Letter: Reply response to John HackforthIn reply to John's letter: On the second part of the question John is absolutely right - the key has been transposed and is the wrong way round - mea culpa!! On the main part of the question I hope and think that we are saying the same thing in different ways. The Demand Plan is formulated at the start of the process, then supply input is received and the Demand Plan changes it's nature from being done in isolation of supply to be amended as a result of supply input. This amended Demand Plan is then the plan that Sales & Marketing are working to achieve - I think the difference is that John refers to this as part of a bigger Business Operations Plan, whereas I still refer to this component as an individual Demand Plan - albeit quite a different content to the one at the beginning of the process - in particular including key Sales & Marketing actions required to manage the demand to best match the output of the demand planning/supply balancing conversations.

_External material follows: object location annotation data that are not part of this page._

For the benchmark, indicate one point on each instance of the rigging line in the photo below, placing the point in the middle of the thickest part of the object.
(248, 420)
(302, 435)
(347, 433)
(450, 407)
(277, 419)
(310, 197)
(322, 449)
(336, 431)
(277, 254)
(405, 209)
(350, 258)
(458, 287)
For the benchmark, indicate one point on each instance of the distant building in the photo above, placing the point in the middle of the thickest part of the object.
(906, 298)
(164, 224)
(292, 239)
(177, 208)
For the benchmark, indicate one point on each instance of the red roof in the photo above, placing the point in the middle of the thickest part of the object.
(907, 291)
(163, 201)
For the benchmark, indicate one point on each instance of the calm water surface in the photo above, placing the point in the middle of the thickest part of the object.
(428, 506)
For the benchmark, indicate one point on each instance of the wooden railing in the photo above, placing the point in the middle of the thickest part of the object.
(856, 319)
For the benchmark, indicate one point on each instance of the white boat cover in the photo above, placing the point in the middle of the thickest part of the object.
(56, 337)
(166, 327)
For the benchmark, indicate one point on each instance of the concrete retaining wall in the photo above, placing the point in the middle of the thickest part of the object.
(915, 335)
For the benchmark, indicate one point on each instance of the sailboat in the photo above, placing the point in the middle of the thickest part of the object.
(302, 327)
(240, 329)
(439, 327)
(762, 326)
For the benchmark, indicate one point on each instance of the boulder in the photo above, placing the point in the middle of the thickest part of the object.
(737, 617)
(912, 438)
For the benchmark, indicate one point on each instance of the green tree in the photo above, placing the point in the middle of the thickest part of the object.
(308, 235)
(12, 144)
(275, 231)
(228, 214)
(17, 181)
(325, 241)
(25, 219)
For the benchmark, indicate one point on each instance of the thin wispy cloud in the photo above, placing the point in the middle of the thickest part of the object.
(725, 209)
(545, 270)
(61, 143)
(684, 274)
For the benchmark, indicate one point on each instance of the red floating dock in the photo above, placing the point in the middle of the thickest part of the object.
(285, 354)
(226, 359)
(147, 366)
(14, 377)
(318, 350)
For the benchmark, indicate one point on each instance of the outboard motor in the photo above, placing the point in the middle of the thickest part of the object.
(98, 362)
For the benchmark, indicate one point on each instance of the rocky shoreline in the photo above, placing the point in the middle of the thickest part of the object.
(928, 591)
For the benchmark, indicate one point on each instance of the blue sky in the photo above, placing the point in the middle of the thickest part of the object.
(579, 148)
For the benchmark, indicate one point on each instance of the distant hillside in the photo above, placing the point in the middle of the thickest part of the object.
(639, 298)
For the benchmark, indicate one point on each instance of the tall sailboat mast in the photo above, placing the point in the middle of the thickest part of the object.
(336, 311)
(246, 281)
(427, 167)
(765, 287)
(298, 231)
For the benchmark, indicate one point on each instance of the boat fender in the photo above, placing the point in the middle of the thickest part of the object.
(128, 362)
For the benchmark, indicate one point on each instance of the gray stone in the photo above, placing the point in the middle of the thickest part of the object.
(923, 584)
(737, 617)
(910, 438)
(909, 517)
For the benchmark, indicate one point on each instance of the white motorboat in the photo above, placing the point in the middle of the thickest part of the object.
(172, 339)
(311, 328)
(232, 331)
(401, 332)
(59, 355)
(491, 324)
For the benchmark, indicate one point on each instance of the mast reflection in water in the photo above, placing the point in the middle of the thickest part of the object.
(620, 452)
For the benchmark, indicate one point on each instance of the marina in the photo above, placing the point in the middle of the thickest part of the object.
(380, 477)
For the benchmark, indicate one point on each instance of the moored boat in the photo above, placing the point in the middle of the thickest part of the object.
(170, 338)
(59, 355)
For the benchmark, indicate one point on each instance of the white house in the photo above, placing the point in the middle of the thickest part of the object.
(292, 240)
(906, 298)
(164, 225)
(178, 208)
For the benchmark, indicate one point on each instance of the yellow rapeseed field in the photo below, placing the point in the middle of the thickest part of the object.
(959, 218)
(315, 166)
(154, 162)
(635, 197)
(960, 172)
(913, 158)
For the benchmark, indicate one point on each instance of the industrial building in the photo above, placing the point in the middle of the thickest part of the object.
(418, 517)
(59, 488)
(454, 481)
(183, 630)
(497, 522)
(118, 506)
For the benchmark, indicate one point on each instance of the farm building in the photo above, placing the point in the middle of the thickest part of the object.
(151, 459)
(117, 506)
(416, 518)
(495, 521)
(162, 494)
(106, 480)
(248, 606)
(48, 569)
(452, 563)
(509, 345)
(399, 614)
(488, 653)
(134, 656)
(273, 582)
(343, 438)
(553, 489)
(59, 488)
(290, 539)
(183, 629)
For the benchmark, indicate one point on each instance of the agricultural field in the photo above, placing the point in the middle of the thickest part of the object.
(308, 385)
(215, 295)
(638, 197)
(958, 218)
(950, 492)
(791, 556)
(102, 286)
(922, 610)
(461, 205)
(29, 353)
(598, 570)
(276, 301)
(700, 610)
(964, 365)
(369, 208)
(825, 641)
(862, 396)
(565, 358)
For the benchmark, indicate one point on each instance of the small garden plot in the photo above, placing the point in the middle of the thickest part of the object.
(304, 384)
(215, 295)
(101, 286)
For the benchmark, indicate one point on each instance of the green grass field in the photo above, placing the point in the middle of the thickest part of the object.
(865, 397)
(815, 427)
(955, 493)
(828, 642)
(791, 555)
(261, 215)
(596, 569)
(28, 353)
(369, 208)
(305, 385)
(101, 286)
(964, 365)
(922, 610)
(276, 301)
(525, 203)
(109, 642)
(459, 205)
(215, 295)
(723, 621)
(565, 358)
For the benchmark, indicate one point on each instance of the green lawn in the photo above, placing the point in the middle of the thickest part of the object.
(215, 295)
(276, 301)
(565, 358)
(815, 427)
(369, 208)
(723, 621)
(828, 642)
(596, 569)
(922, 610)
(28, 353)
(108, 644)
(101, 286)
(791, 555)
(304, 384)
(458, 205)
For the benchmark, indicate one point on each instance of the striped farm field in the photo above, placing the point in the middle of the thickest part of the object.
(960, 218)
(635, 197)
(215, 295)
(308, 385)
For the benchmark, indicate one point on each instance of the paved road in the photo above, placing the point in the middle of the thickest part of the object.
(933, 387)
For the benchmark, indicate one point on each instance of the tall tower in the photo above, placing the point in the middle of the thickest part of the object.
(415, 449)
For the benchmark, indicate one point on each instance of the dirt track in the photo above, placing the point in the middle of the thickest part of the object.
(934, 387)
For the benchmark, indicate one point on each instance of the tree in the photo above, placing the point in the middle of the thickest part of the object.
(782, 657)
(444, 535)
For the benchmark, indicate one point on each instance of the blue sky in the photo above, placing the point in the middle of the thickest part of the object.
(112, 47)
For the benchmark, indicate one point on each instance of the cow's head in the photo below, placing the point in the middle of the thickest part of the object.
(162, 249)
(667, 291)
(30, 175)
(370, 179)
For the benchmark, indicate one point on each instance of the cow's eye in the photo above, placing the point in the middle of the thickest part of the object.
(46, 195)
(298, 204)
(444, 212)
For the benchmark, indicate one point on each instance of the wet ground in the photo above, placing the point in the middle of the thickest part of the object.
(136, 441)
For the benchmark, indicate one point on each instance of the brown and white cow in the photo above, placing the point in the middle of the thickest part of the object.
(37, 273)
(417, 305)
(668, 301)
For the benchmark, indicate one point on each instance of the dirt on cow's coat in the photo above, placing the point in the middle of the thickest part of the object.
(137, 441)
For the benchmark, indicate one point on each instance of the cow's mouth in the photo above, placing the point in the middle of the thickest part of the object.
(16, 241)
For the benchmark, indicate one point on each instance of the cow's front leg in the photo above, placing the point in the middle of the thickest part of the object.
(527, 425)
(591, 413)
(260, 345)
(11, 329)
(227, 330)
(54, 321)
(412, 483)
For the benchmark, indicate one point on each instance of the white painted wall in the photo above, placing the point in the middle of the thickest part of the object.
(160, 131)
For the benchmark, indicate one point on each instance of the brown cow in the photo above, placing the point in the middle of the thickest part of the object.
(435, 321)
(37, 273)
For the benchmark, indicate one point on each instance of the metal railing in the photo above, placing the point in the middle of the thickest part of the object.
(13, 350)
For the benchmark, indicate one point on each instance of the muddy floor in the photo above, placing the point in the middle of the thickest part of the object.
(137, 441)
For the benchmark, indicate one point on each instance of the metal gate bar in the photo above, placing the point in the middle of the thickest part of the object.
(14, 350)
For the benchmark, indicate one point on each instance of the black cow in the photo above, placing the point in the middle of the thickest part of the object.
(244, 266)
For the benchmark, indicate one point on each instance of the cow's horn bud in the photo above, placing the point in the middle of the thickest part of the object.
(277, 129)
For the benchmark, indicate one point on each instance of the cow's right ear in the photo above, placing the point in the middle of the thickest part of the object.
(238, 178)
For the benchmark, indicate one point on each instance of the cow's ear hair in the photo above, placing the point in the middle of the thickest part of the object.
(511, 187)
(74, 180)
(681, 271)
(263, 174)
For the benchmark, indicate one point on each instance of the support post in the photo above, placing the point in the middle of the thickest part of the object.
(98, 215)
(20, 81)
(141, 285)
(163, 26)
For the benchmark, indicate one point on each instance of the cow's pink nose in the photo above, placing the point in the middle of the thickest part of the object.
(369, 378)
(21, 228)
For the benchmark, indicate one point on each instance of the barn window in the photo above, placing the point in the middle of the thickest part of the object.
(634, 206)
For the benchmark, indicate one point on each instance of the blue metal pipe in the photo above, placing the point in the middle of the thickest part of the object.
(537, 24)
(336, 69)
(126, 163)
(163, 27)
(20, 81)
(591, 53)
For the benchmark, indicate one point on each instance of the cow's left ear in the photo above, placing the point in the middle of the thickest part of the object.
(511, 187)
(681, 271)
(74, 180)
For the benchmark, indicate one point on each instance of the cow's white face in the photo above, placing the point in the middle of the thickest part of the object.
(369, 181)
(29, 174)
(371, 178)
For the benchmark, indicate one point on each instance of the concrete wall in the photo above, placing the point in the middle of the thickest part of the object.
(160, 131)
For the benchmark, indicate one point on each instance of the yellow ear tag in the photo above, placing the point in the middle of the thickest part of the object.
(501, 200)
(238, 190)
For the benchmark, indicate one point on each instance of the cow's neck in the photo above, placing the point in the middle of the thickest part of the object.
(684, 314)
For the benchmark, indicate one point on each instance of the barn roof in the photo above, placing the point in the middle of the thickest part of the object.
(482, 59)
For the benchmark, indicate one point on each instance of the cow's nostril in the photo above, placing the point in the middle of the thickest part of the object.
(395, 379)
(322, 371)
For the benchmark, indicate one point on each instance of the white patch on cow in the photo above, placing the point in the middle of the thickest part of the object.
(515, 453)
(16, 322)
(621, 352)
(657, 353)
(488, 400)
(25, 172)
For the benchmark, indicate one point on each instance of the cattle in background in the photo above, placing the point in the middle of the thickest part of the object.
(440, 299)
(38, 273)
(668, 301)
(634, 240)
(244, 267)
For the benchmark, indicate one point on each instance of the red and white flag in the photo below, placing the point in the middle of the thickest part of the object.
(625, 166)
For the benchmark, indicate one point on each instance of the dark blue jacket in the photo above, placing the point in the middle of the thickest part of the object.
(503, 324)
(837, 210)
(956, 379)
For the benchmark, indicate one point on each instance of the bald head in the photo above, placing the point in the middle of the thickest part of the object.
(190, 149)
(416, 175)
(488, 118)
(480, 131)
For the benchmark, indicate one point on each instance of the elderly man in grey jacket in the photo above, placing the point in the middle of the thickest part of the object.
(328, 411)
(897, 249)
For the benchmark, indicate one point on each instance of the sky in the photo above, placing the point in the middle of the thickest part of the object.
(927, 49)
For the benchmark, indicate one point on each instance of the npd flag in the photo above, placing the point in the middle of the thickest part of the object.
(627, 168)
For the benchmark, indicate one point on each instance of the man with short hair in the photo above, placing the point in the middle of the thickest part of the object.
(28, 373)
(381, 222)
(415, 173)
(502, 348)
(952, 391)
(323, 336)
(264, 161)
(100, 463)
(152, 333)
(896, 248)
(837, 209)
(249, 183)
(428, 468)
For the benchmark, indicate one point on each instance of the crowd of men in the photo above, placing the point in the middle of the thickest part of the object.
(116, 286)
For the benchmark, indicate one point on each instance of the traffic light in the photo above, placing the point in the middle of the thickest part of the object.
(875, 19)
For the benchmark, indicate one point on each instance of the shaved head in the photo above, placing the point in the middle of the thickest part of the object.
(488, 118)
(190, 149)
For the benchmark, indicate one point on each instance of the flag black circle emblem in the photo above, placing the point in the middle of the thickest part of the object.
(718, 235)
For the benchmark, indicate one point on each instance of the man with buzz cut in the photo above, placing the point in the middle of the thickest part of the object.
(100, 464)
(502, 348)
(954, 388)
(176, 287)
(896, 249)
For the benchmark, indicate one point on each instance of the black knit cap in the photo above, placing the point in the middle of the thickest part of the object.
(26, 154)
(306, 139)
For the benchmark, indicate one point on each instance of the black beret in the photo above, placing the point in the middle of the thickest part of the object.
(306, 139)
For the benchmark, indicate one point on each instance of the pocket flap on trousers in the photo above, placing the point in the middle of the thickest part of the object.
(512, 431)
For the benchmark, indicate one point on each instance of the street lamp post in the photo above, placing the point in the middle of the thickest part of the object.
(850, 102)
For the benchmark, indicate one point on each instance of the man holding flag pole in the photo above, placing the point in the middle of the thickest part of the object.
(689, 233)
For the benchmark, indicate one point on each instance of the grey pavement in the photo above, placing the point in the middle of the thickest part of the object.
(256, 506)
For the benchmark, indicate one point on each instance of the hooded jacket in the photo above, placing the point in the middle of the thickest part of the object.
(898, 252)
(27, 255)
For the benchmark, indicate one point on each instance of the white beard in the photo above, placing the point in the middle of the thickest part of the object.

The key point I wanted to emphasise is the constant, circular nature of the process with the Demand Plan consistently being updated (it is a living - not a static thing)to reflect both changes in the market and the supply capability. Managing to optimise the two is the trick.
On the question of documented assumptions I could not agree more. Without these - and documented actual occurences too (major contract wins, promotions, transport strikes etc.) the forecaster/planner cannot do their best work - and this is after all what we pay them for.
Thanks to John for the interest and the feedback - I hope this satisfactorily closes the loop.